You can follow Aya on her Fulbright journey via her LinkedIn, Facebook, and Instagram accounts.

Aya Morris

Leola Meynell

Leola started her journey with Massey doing her undergraduate study on the Ōtehā (Auckland) campus, graduating with a BA in Psychology and History in 2012. After deciding to continue with postgraduate study, completing her honours (First Class) in 2017, Leola says Massey offered the most exciting research and supervision opportunities in her chosen field.

“My experience at Massey has been wonderful, combining creative research with scholarship support, and professional development opportunities. I’ve been able to work with an incredible group of women scholars in the School of Psychology, who have enabled me to undertake feminist psychological research on a range of critical issues, including my PhD research on the intersection of feminist, psychological, and environmental issues. I also did part of my postgrad via distance, and am now based on the Manawatū campus, so I have appreciated the flexibility Massey offers.”

After completing her master’s in psychology in 2020, Leola is now working towards a PhD in Psychology, and says she’s overjoyed to have received a Fulbright NZ General Graduate Award. With this award, Leola will be heading to the University of California, Riverside, to research how climate change is affecting women’s reproductive decisions.

“Climate change is happening all the time and it’s texturing our lives in complex ways. We need research which will help us to understand the psychological and emotional impacts of the environmental crises we’re living through.

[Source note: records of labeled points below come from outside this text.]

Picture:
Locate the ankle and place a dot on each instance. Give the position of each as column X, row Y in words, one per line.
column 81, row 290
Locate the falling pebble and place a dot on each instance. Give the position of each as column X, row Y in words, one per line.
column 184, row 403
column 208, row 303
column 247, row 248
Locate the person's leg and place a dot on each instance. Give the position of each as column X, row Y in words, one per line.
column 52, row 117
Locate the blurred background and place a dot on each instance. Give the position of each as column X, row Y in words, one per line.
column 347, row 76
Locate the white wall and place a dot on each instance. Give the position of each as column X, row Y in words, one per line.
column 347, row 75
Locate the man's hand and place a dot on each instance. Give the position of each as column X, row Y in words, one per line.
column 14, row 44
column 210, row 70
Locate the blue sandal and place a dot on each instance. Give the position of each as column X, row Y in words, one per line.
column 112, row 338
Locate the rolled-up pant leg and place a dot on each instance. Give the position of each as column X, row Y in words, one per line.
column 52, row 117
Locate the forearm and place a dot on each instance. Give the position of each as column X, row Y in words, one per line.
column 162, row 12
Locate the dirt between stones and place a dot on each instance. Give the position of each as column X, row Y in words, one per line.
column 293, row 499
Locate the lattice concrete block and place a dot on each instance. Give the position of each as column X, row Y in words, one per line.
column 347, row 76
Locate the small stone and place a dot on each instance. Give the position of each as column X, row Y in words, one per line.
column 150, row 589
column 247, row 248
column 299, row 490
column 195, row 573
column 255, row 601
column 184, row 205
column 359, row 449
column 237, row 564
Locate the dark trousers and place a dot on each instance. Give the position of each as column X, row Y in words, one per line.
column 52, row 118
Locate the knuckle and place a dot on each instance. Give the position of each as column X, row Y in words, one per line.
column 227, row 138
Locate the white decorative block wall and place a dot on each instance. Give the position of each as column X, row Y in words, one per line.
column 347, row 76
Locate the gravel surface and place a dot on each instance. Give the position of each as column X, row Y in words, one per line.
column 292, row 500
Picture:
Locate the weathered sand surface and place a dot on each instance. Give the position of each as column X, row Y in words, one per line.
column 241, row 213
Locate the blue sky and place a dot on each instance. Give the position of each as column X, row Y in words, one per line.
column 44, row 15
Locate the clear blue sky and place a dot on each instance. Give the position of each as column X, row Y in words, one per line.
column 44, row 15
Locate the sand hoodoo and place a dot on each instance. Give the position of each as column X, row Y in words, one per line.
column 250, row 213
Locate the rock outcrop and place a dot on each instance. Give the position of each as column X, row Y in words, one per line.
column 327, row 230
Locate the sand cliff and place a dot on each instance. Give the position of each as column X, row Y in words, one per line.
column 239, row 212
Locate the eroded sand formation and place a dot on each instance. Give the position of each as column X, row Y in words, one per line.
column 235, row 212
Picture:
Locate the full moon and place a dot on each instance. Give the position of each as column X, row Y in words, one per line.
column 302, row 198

“I’ll be working with Associate Professor Jade Sasser, who is globally one of the only scholars also undertaking research in my area. Specifically, I’ll be looking at how experiencing environmental traumas, such as wildfires, is affecting the reproductive decisions of women who live in California. This research will be part of a study within my larger PhD project based at Massey, where I am undertaking a feminist analysis of how climate change is affecting women’s reproductive decisions in the post-industrialised contexts of Aotearoa New Zealand, the United Kingdom, and the United States.”

Leola says her research goals tie into a broader concern for how climate change is both being addressed and ignored through policy and community action.

She says this is what makes California the perfect setting for her research, as it has one of the highest emission-producing economies in the world, yet in recent years has dramatically reduced emissions through implementing effective climate policies. It is also experiencing some of the worst effects of climate change, including wildfires and drought.

“I’m excited to learn more from the people who live there about how they’ve created this political will to address climate change. We are far behind in enacting these kinds of climate policies in Aotearoa New Zealand, and I look forward to developing understandings which will benefit our communities when I come home.”